# Best canada goose silhouette decoys?



## prumpf (Apr 8, 2016)

Which ones are the most real?

Which ones hold up the best?


----------



## taxidermist (Sep 11, 2007)

Are Geese smarter now than they were 30 years ago? I've shot many geese over the old Johnson wax silos and old shells. I was under the impression that the larger the decoys (super mags) would attract the birds better because the birds could see them from a distance.


----------



## prumpf (Apr 8, 2016)

taxidermist said:


> Are Geese smarter now than they were 30 years ago?



Probably not/maybe.

I don’t think my parents had the foresight to buy goose decoys 30 years ago before I was born to equip me for my first goose hunt this fall. 😂

With that said, with all equipment for hunting, fishing, camping etc that I have bought there is quality and items that are built cheap or have flaws, trying to not run into that.


----------



## utahbigbull (May 9, 2012)

I like to run GHG’s for full bodies. They are realistic and true in color, hold up well and have the best motion system by far over any others. I have some Avians but think they are too brown and hate the pull out bases. Then I run Dive Bomb Silos to go light if I pack / pull in somewhere or as fillers if I want a bigger field spread and mix em in with the full bodies.


----------



## taxidermist (Sep 11, 2007)

I get the buy quality, and buy it once. I've gotten crap equipment before and by the time you've purchased it three times, you could have gotten the more expensive stuff. Just because its expensive doesn't deem it quality though.
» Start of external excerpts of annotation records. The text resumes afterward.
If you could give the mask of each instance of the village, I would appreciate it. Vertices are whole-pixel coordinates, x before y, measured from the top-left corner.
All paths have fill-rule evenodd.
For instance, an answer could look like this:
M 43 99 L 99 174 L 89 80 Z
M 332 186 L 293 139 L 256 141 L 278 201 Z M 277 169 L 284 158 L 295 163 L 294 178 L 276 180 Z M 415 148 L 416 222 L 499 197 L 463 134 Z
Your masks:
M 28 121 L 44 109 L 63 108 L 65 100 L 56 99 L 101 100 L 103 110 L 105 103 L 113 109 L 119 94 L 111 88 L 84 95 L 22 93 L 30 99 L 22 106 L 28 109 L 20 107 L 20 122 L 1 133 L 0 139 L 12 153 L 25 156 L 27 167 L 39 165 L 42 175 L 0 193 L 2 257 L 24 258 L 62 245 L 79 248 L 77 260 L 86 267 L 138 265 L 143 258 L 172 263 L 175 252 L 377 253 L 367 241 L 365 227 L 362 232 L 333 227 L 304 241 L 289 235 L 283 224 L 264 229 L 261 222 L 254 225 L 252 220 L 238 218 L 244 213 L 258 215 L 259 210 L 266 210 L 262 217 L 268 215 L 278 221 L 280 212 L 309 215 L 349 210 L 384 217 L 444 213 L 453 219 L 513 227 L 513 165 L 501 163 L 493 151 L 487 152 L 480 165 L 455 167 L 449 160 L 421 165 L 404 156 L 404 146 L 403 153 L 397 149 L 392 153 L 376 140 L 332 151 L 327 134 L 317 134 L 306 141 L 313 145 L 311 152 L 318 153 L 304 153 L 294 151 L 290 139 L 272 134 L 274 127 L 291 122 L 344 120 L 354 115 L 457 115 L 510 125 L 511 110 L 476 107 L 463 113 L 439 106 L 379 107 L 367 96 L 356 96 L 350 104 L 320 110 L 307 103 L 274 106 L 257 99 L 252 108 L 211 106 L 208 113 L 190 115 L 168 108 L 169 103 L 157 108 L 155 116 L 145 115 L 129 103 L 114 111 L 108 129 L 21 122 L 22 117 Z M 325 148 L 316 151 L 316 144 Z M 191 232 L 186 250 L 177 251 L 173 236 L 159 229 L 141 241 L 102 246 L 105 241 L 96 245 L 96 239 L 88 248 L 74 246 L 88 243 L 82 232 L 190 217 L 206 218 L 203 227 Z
As far as decoys go... I've been impressed with the Tangelfree products. 

I don't care what the brand the equipment is. If you take care of it (wash the decoys and keep out of the sun, use pocket style bags) they will look great and last much longer.


----------



## wyogoob (Sep 7, 2007)

Don't know much about goose silhouette decoys, only been using them for 2 seasons. 

I have Real Geese Pro Series II silhouette decoys. They are photo-imaged, very life like and easy to carry. The stakes are a tough wood composite, hard to drive into hard Wyoming ground. Silhouettes take a little longer to set up compared to full body decoys.


----------



## Fowlmouth (Oct 4, 2008)

Real Geese are the best IMO. They are heavier than Divebombs or Big Al's, making long walks more difficult. We have had good success using Divebomb and Big Al's, but for durability Real Geese!


----------



## JerryH (Jun 17, 2014)

First off buy what you can afford. 

Realgeese 
Pros
Tuff as nails & will last a lifetime. They can take a stray shot of pellets. Non glare!

Cons
Heavy & expensive 

Coroplast decoys 
Pros
Cheap & light

Cons
Warp on a sunny day. They shine. They break easily and the beeks get bent up. They cannot take a stray shot.

Pics below. The hen got hit by a hawk. The geese took some stray pellets.


----------



## paddler (Jul 17, 2009)

Jerry, you're not supposed to shoot them on the ground. 

The Real Geese will last a long time. Don't remember how old mine are because I'm old, too. But unlike me, the dekes show no sign of slowing down.


----------